In People v. Miranda, 2012 IL App (2d) 100769 an Elmhurst police officer pulled over the defendant for traffic violations. Upon speaking with the driver, he noticed an odor of alcohol on his breath, bloodshot and glassy eyes, and a flushed face. There was open alcohol in the vehicle, and the defendant admitted to have been drinking at a strip club. Mr. Miranda failed three field sobriety tests, and was arrested for a DUI. It was determined that his driver’s license was revoked for a prior DUI.
Mr. Miranda refused to consent to a breath test, and the officer sought a search warrant for collection of his blood and urine. In the affidavit, the officer stated that he believed that Mr. Miranda was under the influence of “alcohol and/or drugs.” The search warrant allowed for the collection of blood and urine to be tested for alcohol, drugs or controlled substances.
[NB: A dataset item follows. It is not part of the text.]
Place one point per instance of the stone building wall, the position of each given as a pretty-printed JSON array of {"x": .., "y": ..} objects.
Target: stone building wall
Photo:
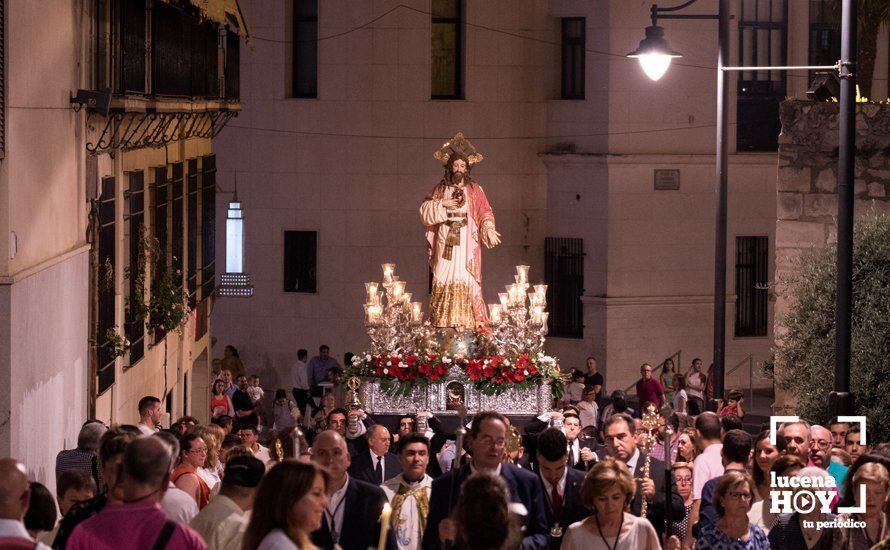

At a hearing, it was revealed that while defendant’s blood was tested for alcohol only (not drugs), his urine was tested for cocaine and cannabinoids only (not alcohol).
After several hearings, the results of the urine test (for drugs) were suppressed, and this ruling was affirmed by the Appellate Court.
The gist of the ruling was that the officer only had probable cause to suspect the defendant of driving under the influence of alcohol, not drugs. Mr. Miranda admitted drinking, he smelled of alcohol, there was alcohol in his car. He failed sobriety tests that are used to determine whether a person is intoxicated. The officer arrested him for driving under the influence of alcohol. Nothing was apparent to suggest narcotic usage. The request to test for alcohol, drugs or controlled substances seemed like a “fishing expedition” in hopes of finding some additional evidence.
The court was wise in not allowing wide-open testing for drug usage, without any probable cause for it, whenever there is a DUI arrest. If this was permissible, and probable cause were not required, then what would prevent the police from ordering everyone who pulls up at a roadblock to take a breath test or provide a blood or urine sample?